L’arrêt du 15 juin 2022 aborde deux questions qui présentent une importance pratique considérable : la portée de l’article L. 511-7, 1°, du Code monétaire et financier qui prévoit, en ce qui concerne le crédit interentreprise une exception au monopole bancaire ; la sanction civile en cas de méconnaissance de celui-ci.

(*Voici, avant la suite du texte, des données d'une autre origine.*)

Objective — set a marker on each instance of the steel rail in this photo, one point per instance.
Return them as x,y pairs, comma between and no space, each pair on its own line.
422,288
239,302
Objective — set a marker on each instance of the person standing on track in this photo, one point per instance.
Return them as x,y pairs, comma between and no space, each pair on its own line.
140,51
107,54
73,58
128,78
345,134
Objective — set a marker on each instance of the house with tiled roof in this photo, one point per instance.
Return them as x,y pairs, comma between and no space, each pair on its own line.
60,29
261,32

Les solutions consacrées sont seulement en partie classiques.
1. La question est la suivante : un prêt qui constitue un complément indispensable d’un engagement d’approvisionnement exclusif peut-il bénéficier de l’exception prévue au profit des délais et avances de paiement par l’article L 511-7, 1°, du Code monétaire et financier1 ? La Cour de cassation y répond négativement, et cela pour la première fois à notre connaissance alors que la réponse inverse était généralement retenue.

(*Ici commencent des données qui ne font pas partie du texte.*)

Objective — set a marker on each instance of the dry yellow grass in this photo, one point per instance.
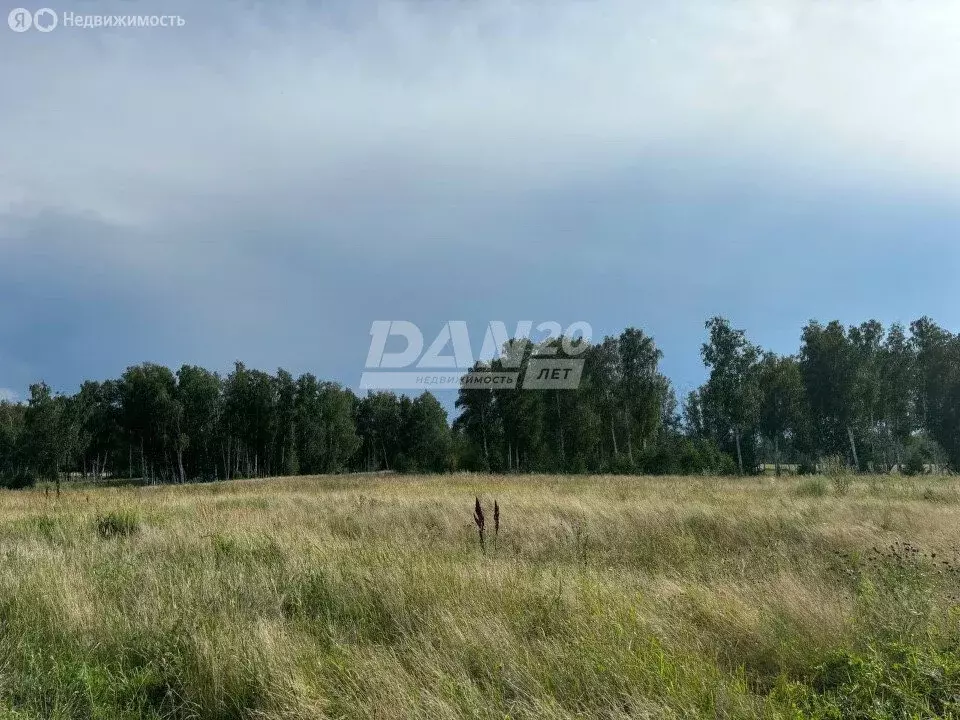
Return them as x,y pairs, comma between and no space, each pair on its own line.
369,597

Dans son rapport de 20052, le CECEI a considéré, en se fondant sur les travaux préparatoires de la loi du 24 janvier 1984, dite loi bancaire, et dont les dispositions ont été intégrées au Code monétaire et financier, que l’expression légale « délais ou avances de paiement » couvre les opérations de crédit qui, sans être affectées à la couverture d’une vente précise, constituent le complément indissociable d’un contrat commercial. De même, le directeur du Trésor a explicité cette exception dans une lettre en date du 6 décembre 1985 : celle-ci couvre « les crédits commerciaux consentis par un fournisseur ou un prestataire de services », de manière plus globale « les opérations qui sont étroitement liées à l’activité commerciale de l’entreprise », dès lors qu’elles « constituent le complément indissociable d’un contrat commercial »3. Et, comme le relèvent des auteurs4, « une réponse ministérielle de 1986, se référant aux travaux parlementaires de la loi n° 84-46 du 24 janvier relative à l’activité et au contrôle des établissements de crédit, d’où procède l’article L. 511-7 du Code monétaire et financier rapporte que les “délais et avances de paiement” visés par la loi couvrent “d’une façon large les crédits commerciaux consentis par un fournisseur ou un prestataire de services”. Le ministre rapporte également des travaux préparatoires que le législateur a “seulement entendu exclure la réalisation à titre habituel d’opérations purement financières” »5. Pourrait être encore citée une lettre de la Banque de France à la chambre syndicale de l’industrie des lubrifiants en date du 15 avril 19876.
Cette approche a été reprise par une doctrine autorisée, aussi bien le Professeur Michel Vasseur7 que les Professeurs Christian Gavalda et Jean Stoufflet8, et encore récemment par le Professeur Dominique Legeais9. Et il est souligné que la jurisprudence, tout autant que la pratique, retient « une conception large des crédits ainsi consentis sans violation du monopole bancaire »10. L’arrêt rendu le 14 avril 1999 par la cour d’appel de Paris11 en est une illustration : celle-ci « considère, en se référant à une lettre de la Banque de France à la Chambre syndicale de l’industrie des lubrifiants en date du 15 avr. 1987, que l’exception de l’article 12 couvre les crédits consentis par un fournisseur à sa clientèle “alors même qu’ils comporteraient stipulation d’intérêts ou ne seraient pas directement liés au règlement d’une vente déterminée” ». « C’est une conception extensive du crédit interentreprises licite », comme le souligne le Professeur Hervé Synvet. Et les professeurs Christian Gavalda et Jean Stoufflet12 ont indiqué qu’en jurisprudence, la disposition de l’article L 511-7 du Code monétaire et financier a été utilisée pour justifier la pratique des brasseurs de financer l’acquisition de débit de boissons « en contrepartie d’un engagement d’exclusivité ».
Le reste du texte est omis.